Se, na ditadura, Chico Buarque precisou ser Julinho de Adelaide, na democracia, Ricardo Lísias exerceu sua liberdade de expressão e de manifestação, assumindo as dores e as delícias de ser um pseudo Eduardo Cunha. Gosto não se discute e a constituição brasileira respalda a escolha desse pseudônimo por Lísias. Segundo a constituição, “é livre a manifestação do pensamento, sendo vedado o anonimato”, mas pseudônimo e anonimato não são a mesma coisa – sobretudo porque há um contrato entre o autor a editora, que se responsabiliza por eventuais excessos. Lísias sequer foi pioneiro nisso: a revista Piauí publicou durante meses uma seção chamada “Diário da Dilma” e nunca houve intervenção judicial que a proibisse.

Recurso artístico tão antigo quanto fundamental, o pseudônimo integra a esfera de liberdade de expressão e de privacidade do autor – ambas amparadas constitucionalmente. Recorde-se Fernando Pessoa e se constata que o pseudônimo pode ser um recurso estético relevante. Uma ordem judicial que autoriza a violação de um pseudônimo expõe a privacidade do autor e cerceia sua liberdade de criação artística, além de contrariar o dever constitucional que o Estado tem de incentivar a cultura (art. 215). O art. 19 do Código Civil, ademais, assegura que o pseudônimo adotado para atividades lícitas goza da proteção que se dá ao nome. A Lei de Direitos Autorais também reconhece e protege em muitos dos seus artigos a utilização dos pseudônimos. O uso de um nome, enfim, não parece dar ao seu portador o direito a um uso exclusivo, cerceando inclusive a livre-circulação de uma obra de ficção.

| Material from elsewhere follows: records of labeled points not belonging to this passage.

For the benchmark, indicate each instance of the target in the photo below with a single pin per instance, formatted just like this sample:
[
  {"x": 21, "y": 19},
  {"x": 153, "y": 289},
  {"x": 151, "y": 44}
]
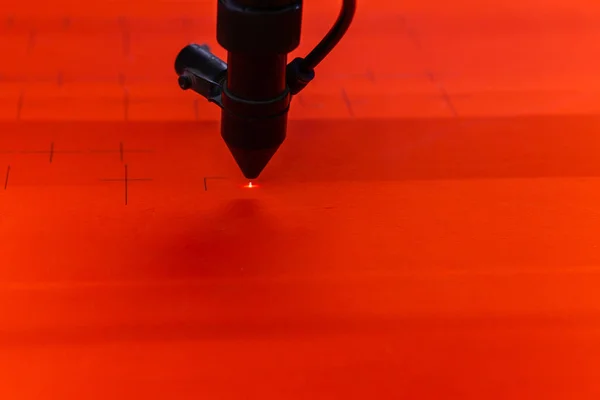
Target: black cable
[{"x": 335, "y": 34}]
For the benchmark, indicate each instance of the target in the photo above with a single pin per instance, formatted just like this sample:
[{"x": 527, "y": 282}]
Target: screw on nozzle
[{"x": 185, "y": 81}]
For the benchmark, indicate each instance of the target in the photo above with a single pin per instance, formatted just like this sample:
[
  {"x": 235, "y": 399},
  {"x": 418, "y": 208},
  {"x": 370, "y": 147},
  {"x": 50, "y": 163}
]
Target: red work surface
[{"x": 429, "y": 230}]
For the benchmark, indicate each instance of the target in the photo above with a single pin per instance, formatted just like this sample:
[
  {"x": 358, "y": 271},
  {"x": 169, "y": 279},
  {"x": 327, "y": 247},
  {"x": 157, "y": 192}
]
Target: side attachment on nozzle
[{"x": 201, "y": 71}]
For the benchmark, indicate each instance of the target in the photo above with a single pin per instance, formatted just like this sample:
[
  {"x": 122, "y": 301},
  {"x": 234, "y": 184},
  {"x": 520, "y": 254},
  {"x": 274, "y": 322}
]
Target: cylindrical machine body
[{"x": 258, "y": 35}]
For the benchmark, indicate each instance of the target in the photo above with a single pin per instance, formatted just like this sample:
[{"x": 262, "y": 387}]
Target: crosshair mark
[{"x": 126, "y": 179}]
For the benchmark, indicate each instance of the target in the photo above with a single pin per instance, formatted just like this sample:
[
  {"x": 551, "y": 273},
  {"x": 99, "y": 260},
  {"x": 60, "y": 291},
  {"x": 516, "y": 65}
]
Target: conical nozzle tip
[{"x": 252, "y": 162}]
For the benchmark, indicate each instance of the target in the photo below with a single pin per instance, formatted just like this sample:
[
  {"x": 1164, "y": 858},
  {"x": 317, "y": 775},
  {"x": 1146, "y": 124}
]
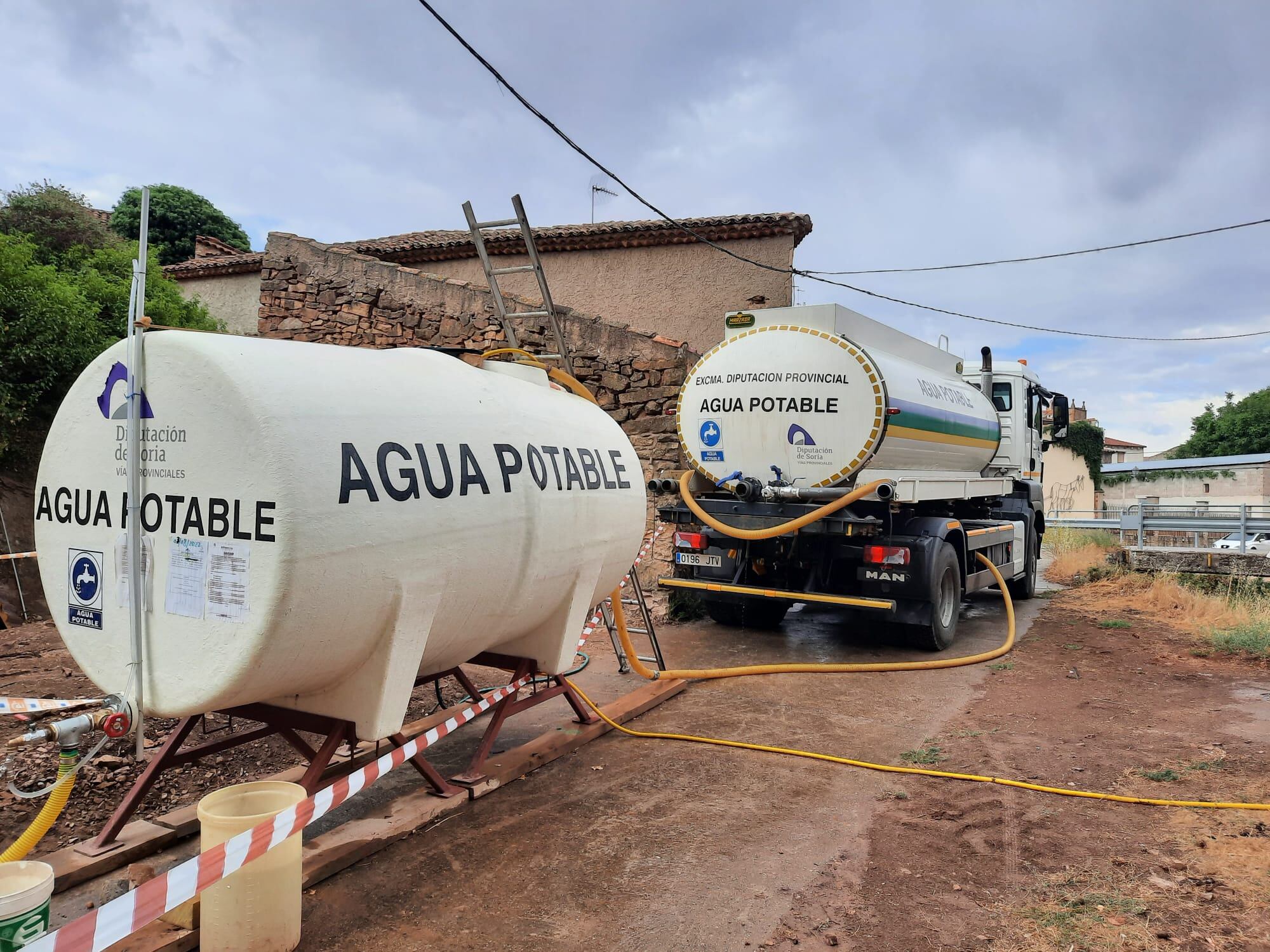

Aliás, nem a própria história de vida de qualquer cidadão está resguardada em face do direito do escritor à liberdade de pensamento e de sua expressão, de criação artística e produção. Esse foi o entendimento do Supremo Tribunal Federal, na ADI 4815, ao declarar inexigível o consentimento de pessoa biografada relativamente a obras biográficas literárias ou audiovisuais. No julgamento, a Ministra Carmen Lúcia, relatora do caso, proclamou em seu voto que “o cala a boca já morreu!”, prevalecendo a liberdade de informação e a vedação expressa de qualquer tipo de censura. O resumo da decisão do STF precisa chegar a juízes que desconhecem o direito ao pseudônimo, pois lá está escrito que “o recolhimento de obras é censura judicial. O risco é próprio do viver. Erros corrigem-se segundo o direito, não se cortando liberdades conquistadas. A reparação de danos e o direito de resposta devem ser exercidos nos termos da lei.”

Não seria coerente que a mesma constituição democrática, que tão bem resguarda o sigilo da fonte jornalística e as liberdades de expressão, de manifestação e de informar e ser informado,  permitisse, simultaneamente, a quebra compulsória de um pseudônimo artístico.


[1] Inês Virgínia Prado Soares é Procuradora Regional da República em São Paulo, Doutor em Direito pela PUC-SP, com pós-doutorado no Núcleo de Estudos de Violência da Universidade de São Paulo (NEV-USP) e autora do livro “Direito ao(do) Patrimônio Cultural Brasileiro” (Ed. Forum).